End-product inhibitors are typically non-competitive (allosteric), binding to a site different from the substrate. This allows the regulation to be independent of substrate concentration.
9. Common Exam Mistakes
Saying that increasing temperature always increases the rate. It increases the rate up to the optimum; above that, the enzyme denatures and the rate falls.

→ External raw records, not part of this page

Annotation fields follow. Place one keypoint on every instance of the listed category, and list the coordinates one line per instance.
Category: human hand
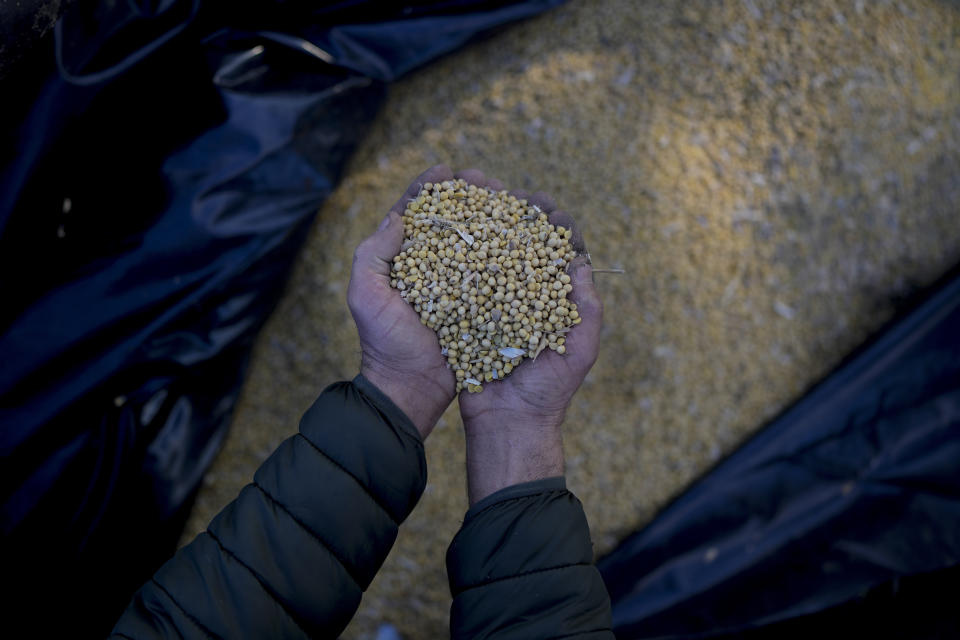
(513, 426)
(400, 355)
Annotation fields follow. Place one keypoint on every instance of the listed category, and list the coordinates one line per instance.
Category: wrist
(419, 396)
(501, 455)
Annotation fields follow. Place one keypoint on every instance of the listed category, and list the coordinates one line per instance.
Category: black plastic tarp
(159, 167)
(841, 514)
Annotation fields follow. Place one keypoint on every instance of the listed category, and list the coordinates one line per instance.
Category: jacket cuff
(392, 412)
(556, 483)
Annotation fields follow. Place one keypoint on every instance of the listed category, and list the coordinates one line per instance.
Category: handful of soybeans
(487, 272)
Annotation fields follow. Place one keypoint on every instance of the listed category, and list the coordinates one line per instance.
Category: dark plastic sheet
(815, 524)
(161, 163)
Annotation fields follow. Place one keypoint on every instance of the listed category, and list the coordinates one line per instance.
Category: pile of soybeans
(487, 272)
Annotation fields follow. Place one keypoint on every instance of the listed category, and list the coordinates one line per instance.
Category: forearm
(498, 458)
(293, 553)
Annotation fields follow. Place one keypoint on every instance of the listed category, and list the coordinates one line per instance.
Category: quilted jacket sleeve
(291, 556)
(521, 567)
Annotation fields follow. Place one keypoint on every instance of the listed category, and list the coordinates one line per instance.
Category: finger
(584, 338)
(437, 173)
(563, 219)
(544, 201)
(374, 256)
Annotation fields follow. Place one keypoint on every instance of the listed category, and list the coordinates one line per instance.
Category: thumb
(375, 254)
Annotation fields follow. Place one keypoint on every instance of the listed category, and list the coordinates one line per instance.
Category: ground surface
(774, 178)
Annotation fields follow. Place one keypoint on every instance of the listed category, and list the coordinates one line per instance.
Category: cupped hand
(400, 355)
(513, 425)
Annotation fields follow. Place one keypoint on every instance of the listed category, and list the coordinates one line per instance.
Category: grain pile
(774, 177)
(487, 272)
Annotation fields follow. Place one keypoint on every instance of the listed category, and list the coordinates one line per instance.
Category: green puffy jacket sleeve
(291, 556)
(521, 567)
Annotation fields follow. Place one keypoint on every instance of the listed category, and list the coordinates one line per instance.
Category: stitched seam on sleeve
(521, 575)
(582, 633)
(365, 488)
(186, 613)
(261, 581)
(317, 536)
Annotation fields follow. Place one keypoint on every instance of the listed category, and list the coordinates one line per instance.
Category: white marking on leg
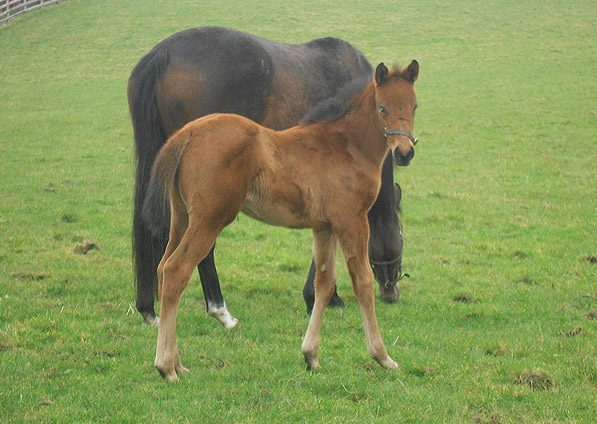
(222, 315)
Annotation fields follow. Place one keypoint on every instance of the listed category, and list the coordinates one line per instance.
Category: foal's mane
(338, 106)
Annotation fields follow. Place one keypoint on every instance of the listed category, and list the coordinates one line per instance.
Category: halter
(400, 132)
(388, 284)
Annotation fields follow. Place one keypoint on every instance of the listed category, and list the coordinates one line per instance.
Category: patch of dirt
(536, 380)
(484, 419)
(574, 332)
(591, 258)
(499, 350)
(85, 247)
(464, 298)
(29, 276)
(423, 371)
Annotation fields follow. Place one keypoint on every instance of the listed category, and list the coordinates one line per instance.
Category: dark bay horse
(207, 70)
(324, 176)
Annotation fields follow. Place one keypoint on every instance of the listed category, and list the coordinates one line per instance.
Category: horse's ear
(398, 194)
(381, 74)
(412, 72)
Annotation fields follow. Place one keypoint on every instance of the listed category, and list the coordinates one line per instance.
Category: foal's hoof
(312, 362)
(222, 315)
(389, 364)
(168, 376)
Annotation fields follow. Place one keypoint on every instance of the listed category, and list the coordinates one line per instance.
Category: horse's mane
(336, 107)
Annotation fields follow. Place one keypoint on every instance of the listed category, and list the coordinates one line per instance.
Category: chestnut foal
(323, 176)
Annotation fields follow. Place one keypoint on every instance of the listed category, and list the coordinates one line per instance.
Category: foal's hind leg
(325, 246)
(354, 244)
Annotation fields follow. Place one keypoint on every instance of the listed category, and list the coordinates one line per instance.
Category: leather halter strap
(388, 132)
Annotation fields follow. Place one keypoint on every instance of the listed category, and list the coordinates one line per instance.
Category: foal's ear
(398, 194)
(412, 72)
(381, 74)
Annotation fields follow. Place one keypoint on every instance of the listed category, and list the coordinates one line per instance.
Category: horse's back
(219, 70)
(213, 70)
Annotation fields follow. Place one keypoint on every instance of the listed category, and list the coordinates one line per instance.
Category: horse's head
(385, 250)
(396, 104)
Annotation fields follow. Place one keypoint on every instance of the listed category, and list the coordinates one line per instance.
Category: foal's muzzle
(400, 158)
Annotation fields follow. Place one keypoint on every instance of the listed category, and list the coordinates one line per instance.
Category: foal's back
(298, 178)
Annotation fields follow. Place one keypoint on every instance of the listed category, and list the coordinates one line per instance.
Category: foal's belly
(289, 208)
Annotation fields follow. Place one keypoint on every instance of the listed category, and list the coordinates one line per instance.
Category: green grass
(499, 216)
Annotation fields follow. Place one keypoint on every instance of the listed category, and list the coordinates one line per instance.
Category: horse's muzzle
(387, 274)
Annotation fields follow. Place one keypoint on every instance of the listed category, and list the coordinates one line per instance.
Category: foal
(323, 176)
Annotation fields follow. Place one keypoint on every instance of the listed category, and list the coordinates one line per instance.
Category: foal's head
(396, 104)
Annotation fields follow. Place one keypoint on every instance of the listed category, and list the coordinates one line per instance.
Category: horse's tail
(149, 138)
(156, 207)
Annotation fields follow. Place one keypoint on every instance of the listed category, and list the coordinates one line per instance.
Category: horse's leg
(325, 246)
(216, 307)
(309, 292)
(147, 250)
(354, 242)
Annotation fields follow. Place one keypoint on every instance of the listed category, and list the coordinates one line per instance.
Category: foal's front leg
(354, 244)
(176, 271)
(325, 246)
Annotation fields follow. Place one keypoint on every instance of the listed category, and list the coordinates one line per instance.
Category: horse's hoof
(336, 302)
(150, 319)
(181, 370)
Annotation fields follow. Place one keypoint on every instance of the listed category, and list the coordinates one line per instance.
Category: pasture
(497, 323)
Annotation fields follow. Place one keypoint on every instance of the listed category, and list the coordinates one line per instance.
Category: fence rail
(11, 8)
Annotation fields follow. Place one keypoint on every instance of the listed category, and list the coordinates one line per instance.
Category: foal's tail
(156, 207)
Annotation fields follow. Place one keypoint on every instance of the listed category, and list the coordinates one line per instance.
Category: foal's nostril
(402, 159)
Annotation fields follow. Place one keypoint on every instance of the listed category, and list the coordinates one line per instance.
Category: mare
(324, 176)
(210, 69)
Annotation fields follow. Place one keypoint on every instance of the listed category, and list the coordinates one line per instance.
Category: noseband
(400, 132)
(385, 266)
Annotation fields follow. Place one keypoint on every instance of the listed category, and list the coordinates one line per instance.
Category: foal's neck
(362, 126)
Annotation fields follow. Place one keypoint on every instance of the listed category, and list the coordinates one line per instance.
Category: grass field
(497, 322)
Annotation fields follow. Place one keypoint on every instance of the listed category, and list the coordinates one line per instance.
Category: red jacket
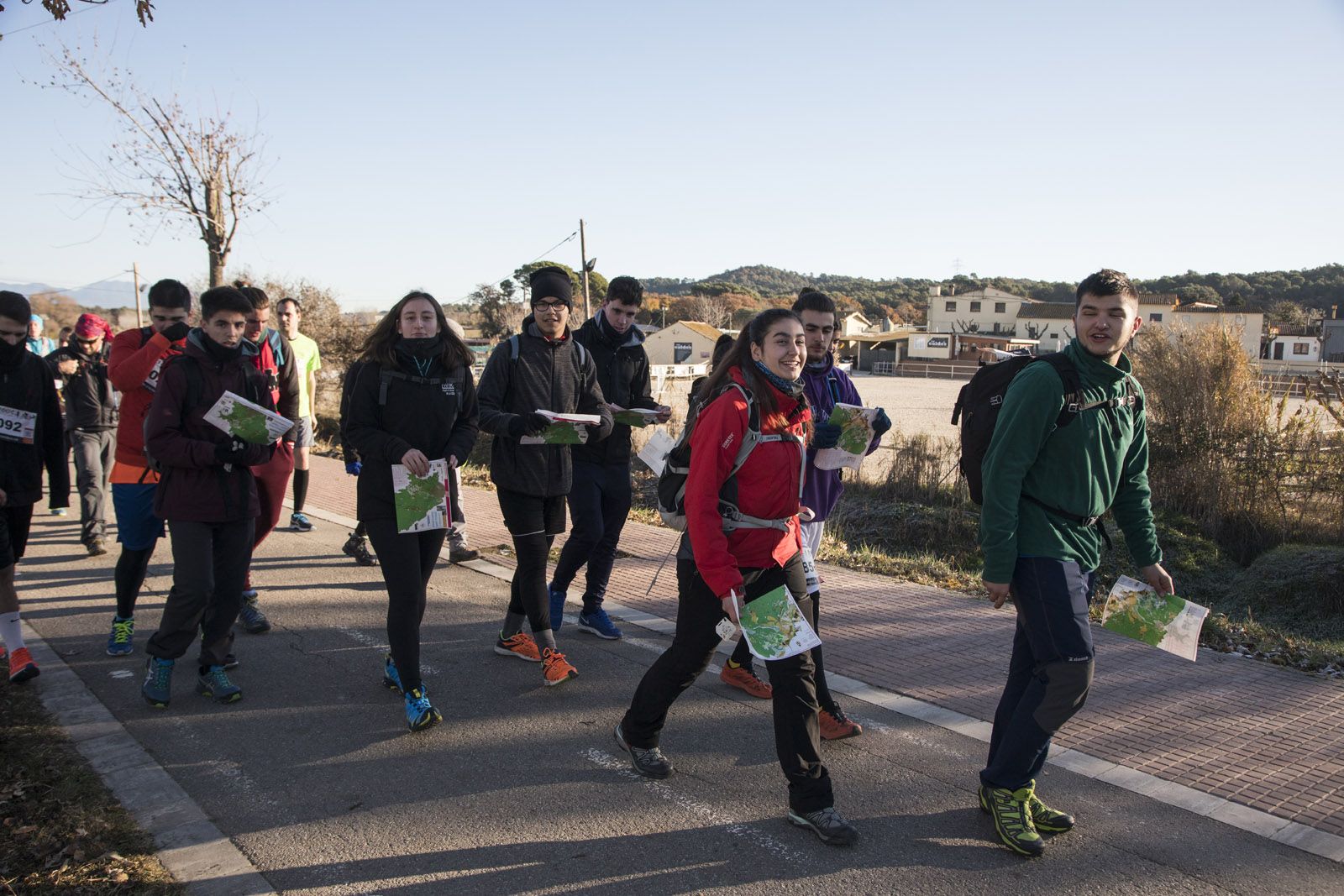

Writing "denatured" without explaining that hydrogen and ionic bonds in the tertiary structure are broken and the active site changes shape.
Confusing coenzymes and prosthetic groups. Coenzymes shuttle between enzymes; prosthetic groups are permanently bound.
Saying a competitive inhibitor "changes the shape of the active site". It does not — it physically blocks the active site by binding there. Non-competitive inhibitors change the shape of the active site.
Saying high substrate concentration can "overcome" any type of inhibition. Only competitive inhibition can be outcompeted.
Forgetting that end-product inhibition is usually a form of non-competitive inhibition.
Writing that enzyme concentration always limits the rate. If substrate is limiting, adding more enzyme will not increase the rate.